Beer Science: Hard Water vs. Soft Water in Beer

Beer-making is part science and part craft. From upstart indie micro-outfits to breweries going back generations, anyone serious about making good beer knows it’s a balance of many factors.

Yet, at its core, beer is really about four key elements: grain, hops, yeast, and water. And from these basic components, vastly different drinking experiences can be created. This means you can end up with anything from a light, refreshing, golden pale ale to a dark, malty, chocolatey stout. Of course, this is partly due to the techniques and processes used, but chemistry is also important. So if you want to know what affects brewing beer, you have to look at what goes into it first.

The Importance of Beer’s Four Key Ingredients

Part of understanding the science of beer is understanding the exact role that grains, hops, yeast, and water play.

In essence, grains — malted barley, wheat, rye, rice, corn, or oats — are responsible for much of the look and taste of a beer, plus they contain the sugar that ferments it into alcohol. Hops keep the brew fresh, help maintain that satisfyingly foamy head, and bring a balancing bitterness into the beer flavor profile. They are also what give it that earthy aroma. Yeast is a key part of the fermentation and carbonation process, plus it adds its own flavors, many of which are attributed to families of fruits.

And what about humble water? For one thing, it’s not so humble — it plays a huge part in the taste of beer. And much of this comes down to whether the water used in brewing is “hard” or “soft.” But what do brewers mean by these terms?

What’s the Difference Between Hard and Soft Water?

There’s a misconception that hard water contains a lot of minerals and soft water doesn’t. But in fact, each type contains different minerals that affect whether it’s classified as hard or soft.

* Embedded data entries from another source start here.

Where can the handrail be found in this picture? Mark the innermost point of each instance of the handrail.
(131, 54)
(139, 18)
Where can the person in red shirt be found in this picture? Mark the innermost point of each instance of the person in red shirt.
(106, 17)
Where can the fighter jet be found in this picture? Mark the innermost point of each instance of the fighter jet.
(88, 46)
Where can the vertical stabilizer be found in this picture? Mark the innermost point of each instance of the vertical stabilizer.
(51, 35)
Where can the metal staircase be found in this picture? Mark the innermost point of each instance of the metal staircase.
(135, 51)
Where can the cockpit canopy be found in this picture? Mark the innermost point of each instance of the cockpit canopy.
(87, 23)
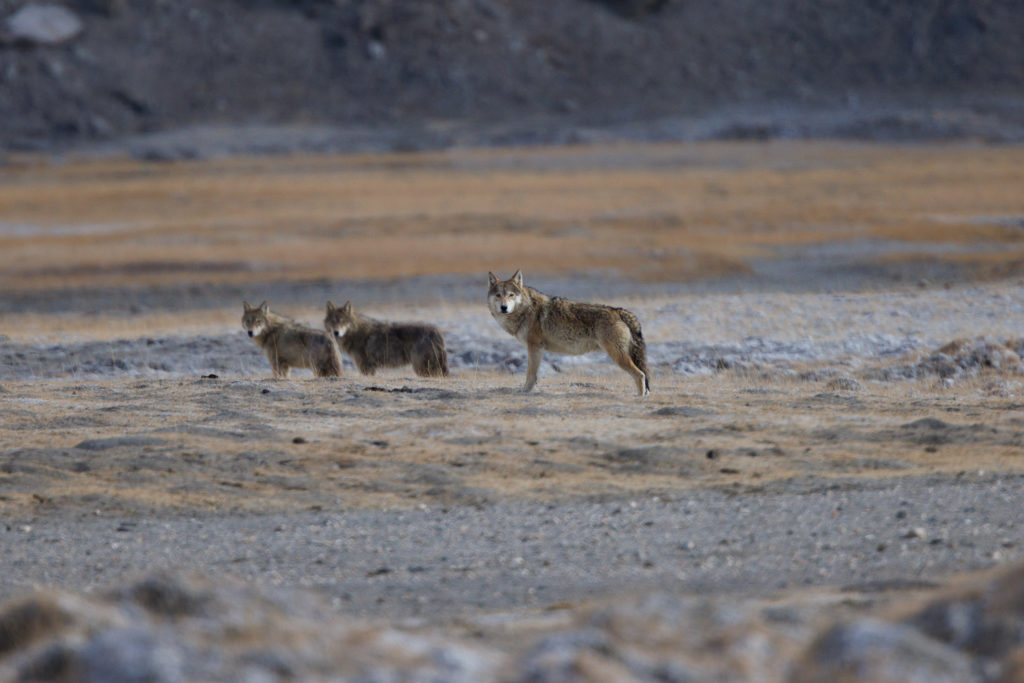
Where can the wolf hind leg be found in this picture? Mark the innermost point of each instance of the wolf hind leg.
(532, 366)
(617, 349)
(431, 360)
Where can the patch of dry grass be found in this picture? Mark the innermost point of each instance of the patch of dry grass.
(654, 212)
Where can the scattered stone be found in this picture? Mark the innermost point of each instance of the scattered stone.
(43, 25)
(870, 649)
(119, 442)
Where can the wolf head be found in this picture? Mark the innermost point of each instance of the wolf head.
(254, 318)
(338, 321)
(505, 296)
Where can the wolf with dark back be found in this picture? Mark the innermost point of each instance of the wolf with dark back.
(557, 325)
(374, 344)
(288, 344)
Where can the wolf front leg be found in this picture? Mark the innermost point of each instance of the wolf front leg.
(532, 365)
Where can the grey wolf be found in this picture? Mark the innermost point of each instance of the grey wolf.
(374, 344)
(288, 344)
(560, 326)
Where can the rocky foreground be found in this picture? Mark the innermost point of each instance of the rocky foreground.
(170, 628)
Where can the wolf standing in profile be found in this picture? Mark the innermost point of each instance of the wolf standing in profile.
(561, 326)
(374, 344)
(288, 344)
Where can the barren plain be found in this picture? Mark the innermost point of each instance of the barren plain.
(836, 424)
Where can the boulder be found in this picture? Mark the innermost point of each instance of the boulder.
(43, 25)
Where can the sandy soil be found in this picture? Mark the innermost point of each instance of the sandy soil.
(834, 333)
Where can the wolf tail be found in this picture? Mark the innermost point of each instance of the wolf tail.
(638, 348)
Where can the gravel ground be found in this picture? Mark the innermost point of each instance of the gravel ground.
(437, 562)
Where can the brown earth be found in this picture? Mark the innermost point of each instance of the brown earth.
(462, 510)
(664, 213)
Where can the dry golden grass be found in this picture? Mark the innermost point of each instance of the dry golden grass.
(652, 212)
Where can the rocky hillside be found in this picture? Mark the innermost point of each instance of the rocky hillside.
(515, 71)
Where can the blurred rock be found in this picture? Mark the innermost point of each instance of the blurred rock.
(878, 651)
(43, 25)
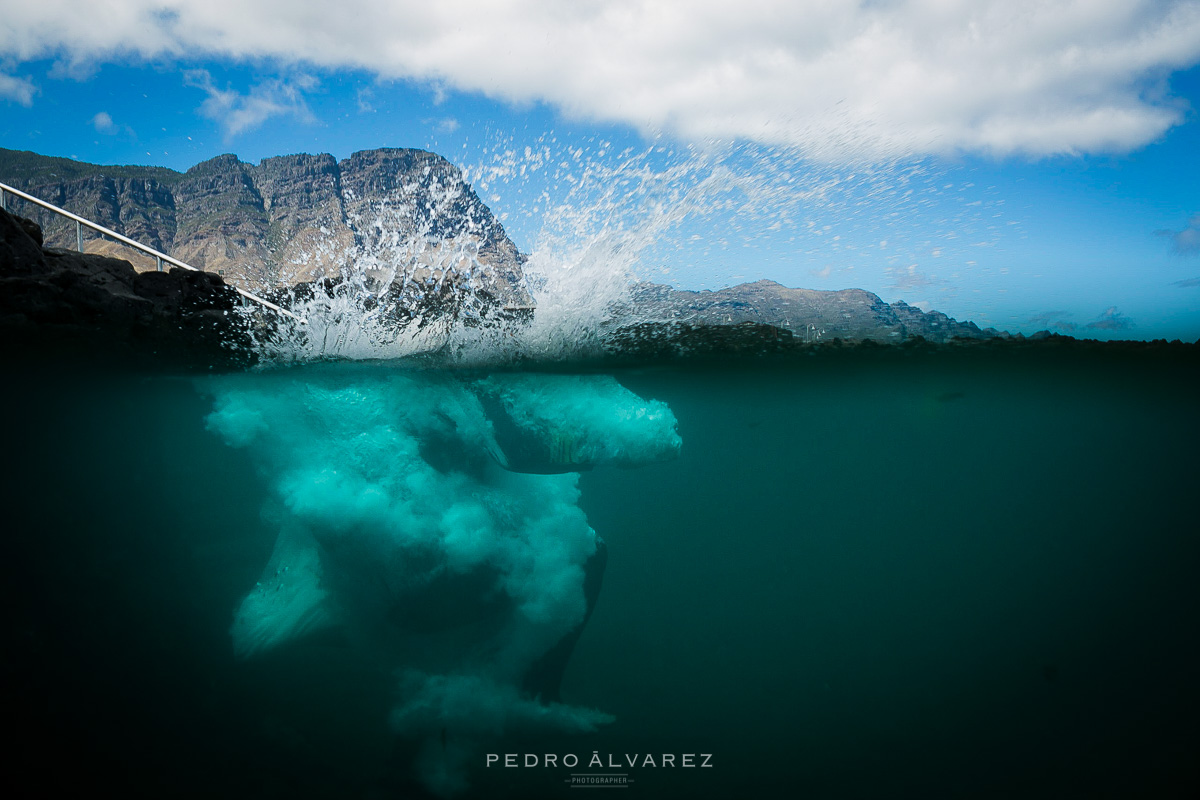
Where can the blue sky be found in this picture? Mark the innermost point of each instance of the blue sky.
(1021, 164)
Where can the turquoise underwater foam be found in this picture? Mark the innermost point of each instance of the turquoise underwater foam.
(397, 493)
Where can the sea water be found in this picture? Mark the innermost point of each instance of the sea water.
(397, 563)
(967, 573)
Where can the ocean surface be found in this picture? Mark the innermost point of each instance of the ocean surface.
(893, 575)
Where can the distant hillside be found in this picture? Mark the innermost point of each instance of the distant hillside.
(287, 220)
(810, 314)
(405, 214)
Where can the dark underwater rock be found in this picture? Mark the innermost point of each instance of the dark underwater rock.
(94, 306)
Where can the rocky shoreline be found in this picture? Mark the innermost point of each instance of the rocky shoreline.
(93, 306)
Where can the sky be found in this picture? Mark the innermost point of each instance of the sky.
(1023, 164)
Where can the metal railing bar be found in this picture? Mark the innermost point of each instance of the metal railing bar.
(161, 257)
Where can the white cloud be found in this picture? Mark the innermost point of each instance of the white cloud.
(103, 122)
(834, 78)
(1187, 241)
(18, 90)
(235, 112)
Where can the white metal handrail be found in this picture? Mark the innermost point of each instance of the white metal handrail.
(160, 257)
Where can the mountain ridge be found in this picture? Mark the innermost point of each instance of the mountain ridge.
(400, 214)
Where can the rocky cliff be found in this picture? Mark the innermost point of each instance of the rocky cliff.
(401, 214)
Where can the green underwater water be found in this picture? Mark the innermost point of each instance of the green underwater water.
(942, 575)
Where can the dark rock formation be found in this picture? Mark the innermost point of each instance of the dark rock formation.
(91, 305)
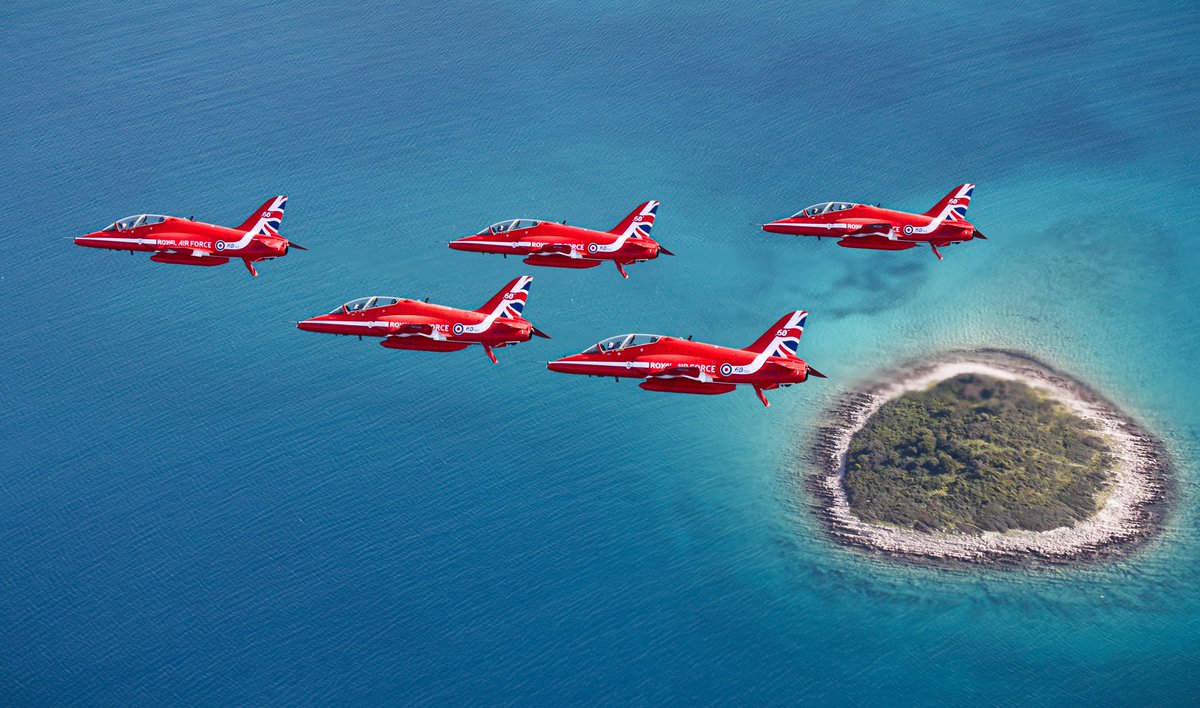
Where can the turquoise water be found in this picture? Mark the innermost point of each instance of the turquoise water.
(199, 503)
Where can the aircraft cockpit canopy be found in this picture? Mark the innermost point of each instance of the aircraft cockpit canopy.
(364, 304)
(135, 221)
(823, 208)
(622, 342)
(510, 226)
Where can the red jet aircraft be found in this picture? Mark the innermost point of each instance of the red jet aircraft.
(557, 245)
(862, 226)
(682, 366)
(411, 324)
(184, 241)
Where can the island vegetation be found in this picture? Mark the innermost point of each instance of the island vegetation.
(976, 454)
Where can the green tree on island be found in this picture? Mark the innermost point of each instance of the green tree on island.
(976, 454)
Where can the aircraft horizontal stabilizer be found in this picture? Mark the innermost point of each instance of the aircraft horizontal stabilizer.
(875, 243)
(683, 385)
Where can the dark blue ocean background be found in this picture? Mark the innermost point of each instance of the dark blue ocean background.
(201, 504)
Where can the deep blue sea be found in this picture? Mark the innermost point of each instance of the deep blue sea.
(202, 504)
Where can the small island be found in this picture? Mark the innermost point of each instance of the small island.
(988, 456)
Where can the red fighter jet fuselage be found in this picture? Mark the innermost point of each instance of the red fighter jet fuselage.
(683, 366)
(557, 245)
(184, 241)
(412, 324)
(862, 226)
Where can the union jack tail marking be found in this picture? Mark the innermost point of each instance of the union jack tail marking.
(639, 222)
(783, 339)
(510, 301)
(267, 219)
(953, 207)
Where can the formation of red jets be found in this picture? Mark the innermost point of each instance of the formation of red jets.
(661, 363)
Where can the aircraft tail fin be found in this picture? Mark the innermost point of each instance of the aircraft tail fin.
(639, 222)
(784, 337)
(510, 301)
(953, 207)
(267, 219)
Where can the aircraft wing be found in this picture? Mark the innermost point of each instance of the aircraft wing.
(683, 371)
(415, 329)
(558, 250)
(870, 229)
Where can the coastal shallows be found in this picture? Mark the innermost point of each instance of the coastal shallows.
(1132, 514)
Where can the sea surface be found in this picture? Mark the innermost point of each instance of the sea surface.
(202, 504)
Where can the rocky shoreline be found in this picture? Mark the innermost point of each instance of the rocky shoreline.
(1132, 515)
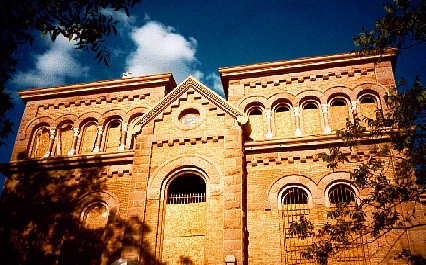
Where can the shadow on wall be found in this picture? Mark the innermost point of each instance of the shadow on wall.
(40, 222)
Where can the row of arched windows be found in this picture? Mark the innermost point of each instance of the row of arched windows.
(284, 120)
(91, 137)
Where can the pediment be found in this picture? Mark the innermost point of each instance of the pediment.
(187, 84)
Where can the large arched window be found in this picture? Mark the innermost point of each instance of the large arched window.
(341, 193)
(88, 138)
(311, 118)
(95, 216)
(367, 107)
(294, 205)
(257, 123)
(284, 123)
(113, 136)
(338, 113)
(40, 142)
(185, 189)
(64, 139)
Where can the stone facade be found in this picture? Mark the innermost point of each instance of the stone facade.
(147, 170)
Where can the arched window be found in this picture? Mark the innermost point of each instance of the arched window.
(311, 118)
(95, 216)
(185, 189)
(113, 136)
(88, 138)
(40, 142)
(284, 121)
(367, 108)
(64, 139)
(341, 193)
(338, 113)
(294, 204)
(257, 123)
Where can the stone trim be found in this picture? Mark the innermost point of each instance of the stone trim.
(190, 82)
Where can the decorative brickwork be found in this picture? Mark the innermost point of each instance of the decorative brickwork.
(93, 174)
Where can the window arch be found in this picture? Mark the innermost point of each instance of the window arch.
(311, 117)
(40, 142)
(341, 193)
(368, 104)
(113, 135)
(95, 215)
(64, 139)
(88, 138)
(338, 113)
(284, 123)
(257, 122)
(185, 189)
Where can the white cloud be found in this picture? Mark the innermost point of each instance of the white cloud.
(159, 50)
(52, 67)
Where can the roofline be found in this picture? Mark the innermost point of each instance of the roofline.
(98, 87)
(299, 64)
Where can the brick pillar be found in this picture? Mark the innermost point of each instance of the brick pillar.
(74, 142)
(142, 228)
(234, 216)
(296, 112)
(52, 134)
(354, 109)
(324, 108)
(268, 124)
(123, 136)
(98, 140)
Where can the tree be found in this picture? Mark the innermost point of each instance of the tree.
(84, 22)
(393, 178)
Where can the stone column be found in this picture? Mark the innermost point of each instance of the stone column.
(324, 109)
(296, 111)
(98, 140)
(74, 142)
(123, 136)
(268, 124)
(52, 134)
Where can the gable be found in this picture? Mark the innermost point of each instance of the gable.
(192, 84)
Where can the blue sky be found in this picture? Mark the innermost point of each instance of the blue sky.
(197, 37)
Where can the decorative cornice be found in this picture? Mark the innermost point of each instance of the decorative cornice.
(298, 65)
(114, 85)
(188, 83)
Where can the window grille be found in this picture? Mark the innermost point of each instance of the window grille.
(341, 193)
(294, 204)
(186, 198)
(353, 253)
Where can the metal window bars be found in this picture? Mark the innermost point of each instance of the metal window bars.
(186, 198)
(294, 204)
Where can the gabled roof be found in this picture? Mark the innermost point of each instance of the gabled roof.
(197, 86)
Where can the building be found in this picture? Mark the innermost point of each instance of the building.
(143, 169)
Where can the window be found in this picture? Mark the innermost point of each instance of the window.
(88, 138)
(341, 193)
(40, 142)
(113, 136)
(95, 216)
(294, 205)
(185, 189)
(256, 123)
(311, 118)
(338, 114)
(284, 121)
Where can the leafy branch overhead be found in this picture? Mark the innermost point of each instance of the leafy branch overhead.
(87, 23)
(403, 26)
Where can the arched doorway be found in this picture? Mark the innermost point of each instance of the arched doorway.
(185, 220)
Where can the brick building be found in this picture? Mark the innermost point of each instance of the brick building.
(143, 169)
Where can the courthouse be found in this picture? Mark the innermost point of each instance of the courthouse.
(146, 170)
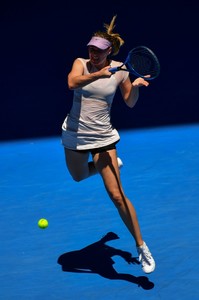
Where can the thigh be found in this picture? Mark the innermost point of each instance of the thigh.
(77, 163)
(107, 165)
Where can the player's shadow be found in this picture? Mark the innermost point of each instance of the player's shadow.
(97, 258)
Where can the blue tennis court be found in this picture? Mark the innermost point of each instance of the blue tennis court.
(68, 260)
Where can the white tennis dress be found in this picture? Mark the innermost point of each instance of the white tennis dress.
(88, 124)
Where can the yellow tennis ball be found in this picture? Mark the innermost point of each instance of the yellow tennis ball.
(43, 223)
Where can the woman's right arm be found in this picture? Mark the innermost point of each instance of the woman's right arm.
(77, 78)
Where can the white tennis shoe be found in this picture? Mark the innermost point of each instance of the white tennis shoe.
(146, 258)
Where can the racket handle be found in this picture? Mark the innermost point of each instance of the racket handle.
(113, 70)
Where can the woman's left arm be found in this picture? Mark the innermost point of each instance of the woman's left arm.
(130, 90)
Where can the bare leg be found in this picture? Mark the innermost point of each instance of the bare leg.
(78, 165)
(107, 166)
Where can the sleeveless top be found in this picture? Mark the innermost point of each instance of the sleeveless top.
(88, 124)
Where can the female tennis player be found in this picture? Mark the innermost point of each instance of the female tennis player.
(88, 129)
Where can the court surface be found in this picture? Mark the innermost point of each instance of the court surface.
(67, 260)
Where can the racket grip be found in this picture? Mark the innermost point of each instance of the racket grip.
(113, 70)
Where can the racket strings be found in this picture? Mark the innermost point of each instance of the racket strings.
(144, 62)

For instance, when rain falls from the sky, it’s soft, as its key minerals are the electrolytes potassium and sodium. But when it seeps into the ground and makes its way through soil and bedrock, it begins to collect groundwater minerals that make it hard. These include calcium, magnesium, manganese, chalk, and lime.

Does Water Make a Difference in Beer?

All of this is crucial to beer, as different minerals can impact its flavor, style, smell, color, and texture. That’s because the hardness or softness of water affects a beer’s pH levels (acid or alkaline), which in turn affects the chemical processes of brewing so much that it can produce totally different varieties of the drink.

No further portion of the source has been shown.